BASTEI ENTERTAINMENT

Vollständige E-Book-Ausgabe der beim Bastei Verlag erschienenen Romanheftausgabe

Bastei Entertainment in der Bastei Lübbe AG

© 2015 by Bastei Lübbe AG, Köln

Verlagsleiter Romanhefte: Dr. Florian Marzin

Verantwortlich für den Inhalt

Titelfoto: Boada/Norma

E-Book-Produktion: César Satz & Grafik GmbH, Köln

ISBN 978-3-7325-1545-5

www.bastei-entertainment.de

www.lesejury.de

www.bastei.de

Chacos Vermächtnis

Es war heller Tag, als Lisa Taylor das Fuhrwerk vor dem Leichenhaus in Walton Bluff zum Stehen brachte. Während sie noch einen Moment auf dem Kutschbock sitzen blieb, klopfte ihr das Herz wild in der Brust. Nach einer Weile gab Lisa sich einen Ruck und sprang vom Wagen. Das Zugpferd warf den Kopf hoch und schnaubte. Lisa kraulte dem Wallach die Ohren. »Keine Angst, Kit, ich komme gleich wieder.«

Steifbeinig überquerte sie die Straße. An der Tür des Leichenhauses prangte ein blinkendes Messingschild: Stiller & McRudge, Bestatter. Lisa hob schnuppernd den Kopf. Der penetrante Geruch nach Karbol stieg ihr in die Nase. Sie schloss die Augen und murmelte ein kurzes Gebet. Dann drückte sie die Tür auf. Ein Mann kam in Sicht.

»Ich will meinen Bruder sehen«, sagte Lisa.

Der Mann sah sie an. »Ihr Bruder?

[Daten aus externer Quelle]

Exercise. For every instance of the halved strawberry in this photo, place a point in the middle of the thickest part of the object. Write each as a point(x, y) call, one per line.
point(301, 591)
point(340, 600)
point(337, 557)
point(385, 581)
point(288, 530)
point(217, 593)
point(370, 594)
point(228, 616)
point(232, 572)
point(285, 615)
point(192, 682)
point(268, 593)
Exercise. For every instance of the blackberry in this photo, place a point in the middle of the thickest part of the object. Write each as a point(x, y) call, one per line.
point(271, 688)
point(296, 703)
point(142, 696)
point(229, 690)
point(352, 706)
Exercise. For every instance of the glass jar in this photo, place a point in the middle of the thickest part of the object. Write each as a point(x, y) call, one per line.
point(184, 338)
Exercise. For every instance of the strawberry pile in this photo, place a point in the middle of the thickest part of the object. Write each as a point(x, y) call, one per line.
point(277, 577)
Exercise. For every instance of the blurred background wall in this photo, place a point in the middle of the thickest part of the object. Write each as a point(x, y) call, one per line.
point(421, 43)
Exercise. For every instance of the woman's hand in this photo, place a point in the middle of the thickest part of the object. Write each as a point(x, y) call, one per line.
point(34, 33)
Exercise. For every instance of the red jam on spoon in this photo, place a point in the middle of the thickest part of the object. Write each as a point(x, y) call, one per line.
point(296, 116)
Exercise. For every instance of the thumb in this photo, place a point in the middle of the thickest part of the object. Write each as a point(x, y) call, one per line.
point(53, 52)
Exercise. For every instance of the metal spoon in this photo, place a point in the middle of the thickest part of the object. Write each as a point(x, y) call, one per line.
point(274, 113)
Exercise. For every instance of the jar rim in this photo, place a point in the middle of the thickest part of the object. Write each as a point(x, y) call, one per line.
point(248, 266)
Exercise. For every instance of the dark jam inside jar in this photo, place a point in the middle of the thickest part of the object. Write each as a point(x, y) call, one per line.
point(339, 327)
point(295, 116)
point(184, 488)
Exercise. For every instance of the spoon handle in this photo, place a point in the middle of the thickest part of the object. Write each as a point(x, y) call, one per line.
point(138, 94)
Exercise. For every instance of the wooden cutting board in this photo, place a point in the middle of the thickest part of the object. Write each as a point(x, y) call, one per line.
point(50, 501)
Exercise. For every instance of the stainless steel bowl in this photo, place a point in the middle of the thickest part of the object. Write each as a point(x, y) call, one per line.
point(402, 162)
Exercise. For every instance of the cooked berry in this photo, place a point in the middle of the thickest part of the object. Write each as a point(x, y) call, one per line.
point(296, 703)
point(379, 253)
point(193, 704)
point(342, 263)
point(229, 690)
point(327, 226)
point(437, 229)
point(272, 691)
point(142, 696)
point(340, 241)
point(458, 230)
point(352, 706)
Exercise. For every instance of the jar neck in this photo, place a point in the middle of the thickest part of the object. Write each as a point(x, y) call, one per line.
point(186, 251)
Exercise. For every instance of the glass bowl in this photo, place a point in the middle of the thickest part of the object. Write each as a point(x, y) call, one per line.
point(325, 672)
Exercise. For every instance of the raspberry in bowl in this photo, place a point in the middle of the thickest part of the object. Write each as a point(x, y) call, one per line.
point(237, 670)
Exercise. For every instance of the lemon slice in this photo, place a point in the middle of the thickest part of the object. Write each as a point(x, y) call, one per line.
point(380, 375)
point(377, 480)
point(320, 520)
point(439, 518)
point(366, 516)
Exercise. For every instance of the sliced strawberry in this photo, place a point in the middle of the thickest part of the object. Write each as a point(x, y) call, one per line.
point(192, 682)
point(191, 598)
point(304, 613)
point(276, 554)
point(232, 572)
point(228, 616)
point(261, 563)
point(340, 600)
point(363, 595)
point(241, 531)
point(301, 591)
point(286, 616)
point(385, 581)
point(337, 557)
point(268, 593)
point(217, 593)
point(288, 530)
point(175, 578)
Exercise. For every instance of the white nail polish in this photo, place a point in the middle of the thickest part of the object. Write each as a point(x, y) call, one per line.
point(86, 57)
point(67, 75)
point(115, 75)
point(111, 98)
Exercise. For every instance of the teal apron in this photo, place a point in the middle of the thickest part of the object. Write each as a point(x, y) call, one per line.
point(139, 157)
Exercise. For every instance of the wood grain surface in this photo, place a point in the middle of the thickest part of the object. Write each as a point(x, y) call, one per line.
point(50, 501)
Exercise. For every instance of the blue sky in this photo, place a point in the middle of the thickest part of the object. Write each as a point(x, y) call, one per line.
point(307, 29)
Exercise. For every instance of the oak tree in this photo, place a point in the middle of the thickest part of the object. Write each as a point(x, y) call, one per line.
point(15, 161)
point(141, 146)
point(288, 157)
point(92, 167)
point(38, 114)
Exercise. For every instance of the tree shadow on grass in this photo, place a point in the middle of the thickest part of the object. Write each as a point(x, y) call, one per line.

Wie ist sein Name, Miss?«

»Charles Taylor, aber alle sagten Chaco zu ihm.« Lisa merkte, dass ihr die Knie zitterten. Es war das erste Mal, dass sie ein Beerdigungsinstitut betrat. »Ich bin seine Schwester Lisa«, fügte sie hinzu.

»Ich heiße John Stiller«, versetzte der Bestatter. Er musterte die junge Frau. Lisa trug grobe Cottonhosen, eine gestreifte Hemdbluse und eine Weste aus Rohleder. Blonde Locken lugten unter der Krempe ihres Stetson-Huts hervor. Stiller schätzte das Mädchen auf knapp zwanzig Jahre. Obwohl es Männerkleidung trug, gehörte es genau zu dem Typ Frauen, nach denen er sich in seinen einsamen Männerträumen sehnte. Nachdem er sich erkundigt hatte, ob Lisa eine gute Reise gehabt hatte, führte er sie durch die Verbindungstür ins Leichenabteil.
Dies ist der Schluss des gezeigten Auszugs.